Real bug fixes uncovered by lint cleanup
- `core/solver.py`: remove unused `from pydantic import BaseModel` that
was being shadowed by the local `BaseModel = ForwardModel` alias.
- `sim/simulations.py`: remove redundant local `Fleet` import that was
shadowing the module-level import and triggering F823 (referenced
before assignment) on the earlier `isinstance(..., Fleet)` check.
- `cli/commands/audit.py`, `cli/commands/eval.py`: narrow three bare
`except:` clauses to specific exception types.

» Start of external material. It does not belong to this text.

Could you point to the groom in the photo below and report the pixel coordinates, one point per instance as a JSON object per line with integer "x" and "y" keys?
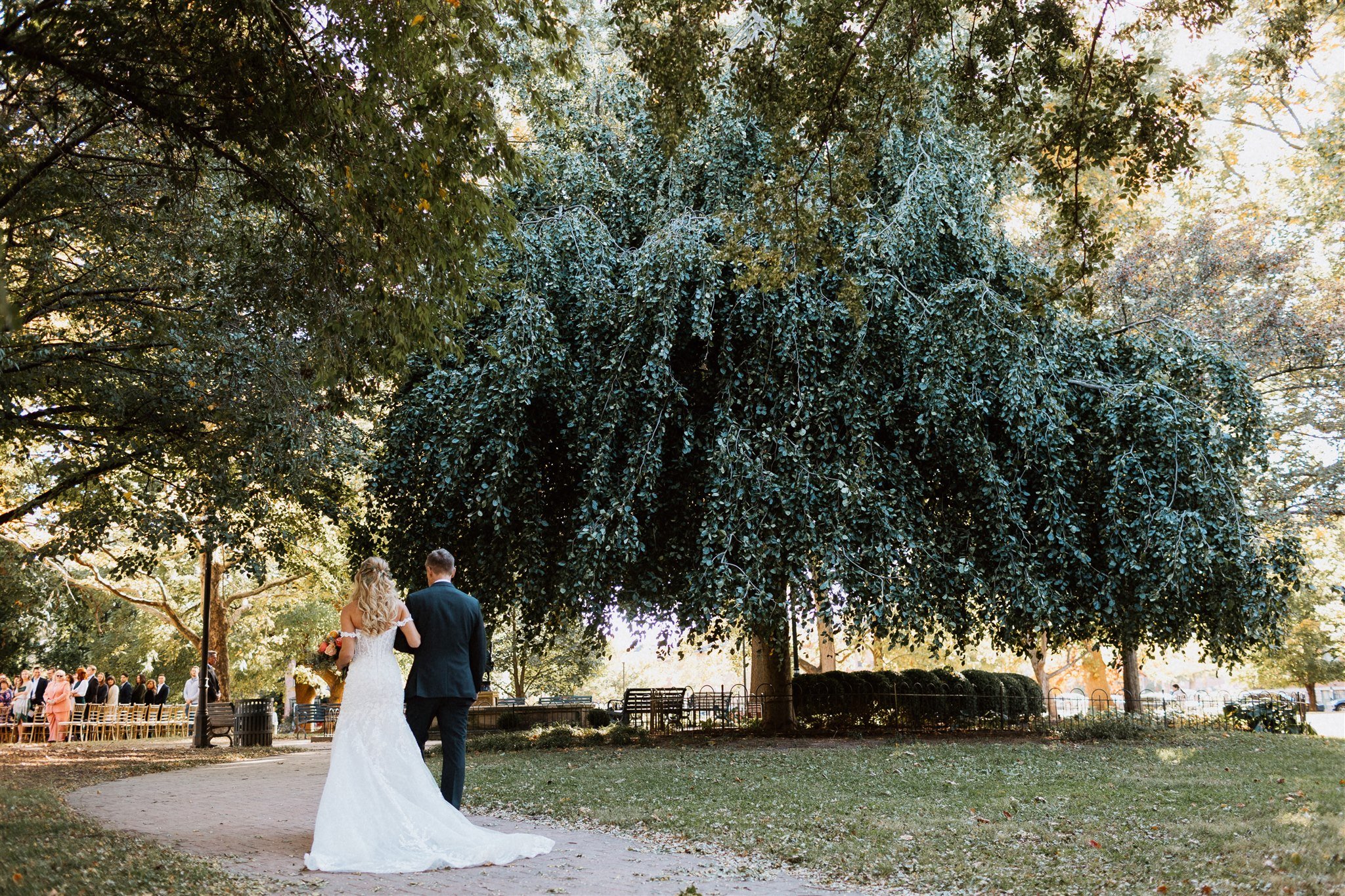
{"x": 449, "y": 668}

- `tests/test_sota.py`: add the missing speculative-decoding ITL
assertion (`res_opt.itl < res_base.itl`) — `res_base` was previously
computed but never compared.
- `cli/commands/eval.py`: drop unused `is_json` local.

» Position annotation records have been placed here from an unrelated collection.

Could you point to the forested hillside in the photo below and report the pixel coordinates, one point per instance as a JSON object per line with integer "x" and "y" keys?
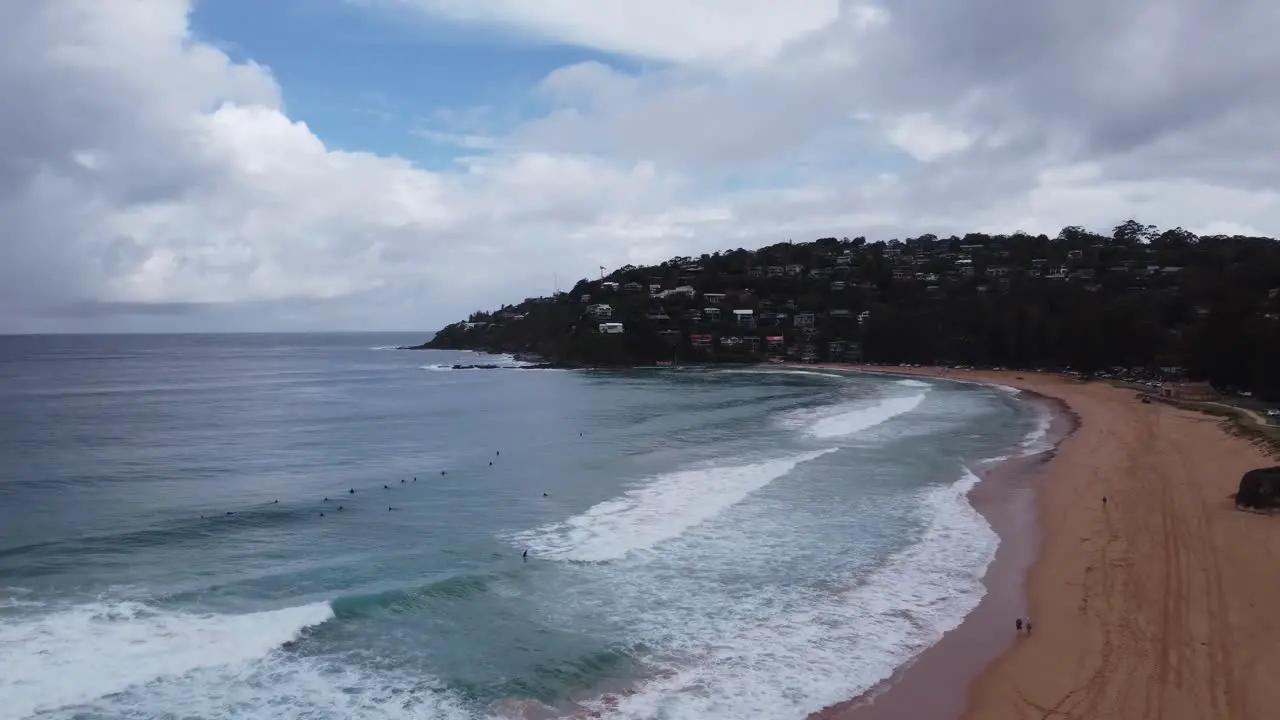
{"x": 1203, "y": 306}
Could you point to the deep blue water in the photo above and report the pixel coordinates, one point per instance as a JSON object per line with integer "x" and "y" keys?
{"x": 703, "y": 543}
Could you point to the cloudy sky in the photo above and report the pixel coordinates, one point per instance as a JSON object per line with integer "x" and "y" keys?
{"x": 393, "y": 164}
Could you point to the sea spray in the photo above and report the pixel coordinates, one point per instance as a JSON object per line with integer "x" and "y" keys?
{"x": 858, "y": 417}
{"x": 785, "y": 651}
{"x": 658, "y": 510}
{"x": 78, "y": 654}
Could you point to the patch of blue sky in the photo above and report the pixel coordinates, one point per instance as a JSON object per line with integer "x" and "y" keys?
{"x": 368, "y": 77}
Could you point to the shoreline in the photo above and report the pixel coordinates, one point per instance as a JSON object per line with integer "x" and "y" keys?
{"x": 935, "y": 684}
{"x": 1156, "y": 605}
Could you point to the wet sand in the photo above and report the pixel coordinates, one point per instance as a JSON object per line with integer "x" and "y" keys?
{"x": 1157, "y": 605}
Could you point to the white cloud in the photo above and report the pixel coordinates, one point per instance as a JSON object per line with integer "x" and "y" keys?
{"x": 924, "y": 139}
{"x": 709, "y": 31}
{"x": 145, "y": 171}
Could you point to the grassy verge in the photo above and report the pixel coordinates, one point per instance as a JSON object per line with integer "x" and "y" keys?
{"x": 1234, "y": 422}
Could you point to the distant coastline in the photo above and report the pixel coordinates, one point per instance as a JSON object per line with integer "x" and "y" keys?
{"x": 1105, "y": 573}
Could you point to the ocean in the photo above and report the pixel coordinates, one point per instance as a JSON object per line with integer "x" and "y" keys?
{"x": 320, "y": 525}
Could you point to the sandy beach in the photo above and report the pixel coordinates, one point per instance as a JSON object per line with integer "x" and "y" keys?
{"x": 1157, "y": 605}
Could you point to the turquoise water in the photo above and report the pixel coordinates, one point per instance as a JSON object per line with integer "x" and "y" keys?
{"x": 702, "y": 543}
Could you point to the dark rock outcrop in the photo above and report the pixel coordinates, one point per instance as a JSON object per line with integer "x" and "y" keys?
{"x": 1260, "y": 491}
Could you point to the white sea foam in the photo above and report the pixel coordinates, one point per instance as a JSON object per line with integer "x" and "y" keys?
{"x": 853, "y": 418}
{"x": 76, "y": 655}
{"x": 784, "y": 652}
{"x": 283, "y": 687}
{"x": 658, "y": 510}
{"x": 784, "y": 372}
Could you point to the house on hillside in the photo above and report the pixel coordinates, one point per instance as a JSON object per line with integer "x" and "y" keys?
{"x": 686, "y": 290}
{"x": 1194, "y": 392}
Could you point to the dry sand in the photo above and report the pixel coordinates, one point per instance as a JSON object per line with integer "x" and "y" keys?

- `labs/components.py`: drop unused `energy` placeholder local.
Examples
- `examples/06_multi_objective_pareto.py`: rewrite around the actual
`BatchingOptimizerResult` API (which has no `pareto_front` attribute);
build the front explicitly by sweeping batch sizes through
`ServingModel` + `TailLatencyModel`, then highlight the optimum
returned by `BatchingOptimizer`.
- `examples/gemini_design_loop.py`: fix multi-line f-string syntax errors
(`f"\n[…]"` instead of an embedded literal newline) so the file imports
on every supported Python version.
Dev scripts
- `generate_appendix.py` and `paper/scripts/validate_anchors.py`: switch
from package-relative imports to absolute `from mlsysim... import` so
they run cleanly under the nested layout.
Docs / release notes
- `docs/getting-started.qmd`: replace the editable-install caveat with
`pip install -e ".[dev]"` (now supported).
- `RELEASE_NOTES_0.1.0.md`: drop the three "known limitations" entries
that this commit resolves (editable install, pareto example, gemini
example).
- `CHANGELOG.md`: add a "Packaging & Tooling" section describing the
layout change and the resolver bug fixes.
Verification
- `python -m pytest tests/` → 367 passed (was 367, no regressions).
- `ruff check .` → All checks passed.
- `pip install -e .` → succeeds; live source picked up.
- Fresh-venv wheel install + CLI smoke test → succeeds.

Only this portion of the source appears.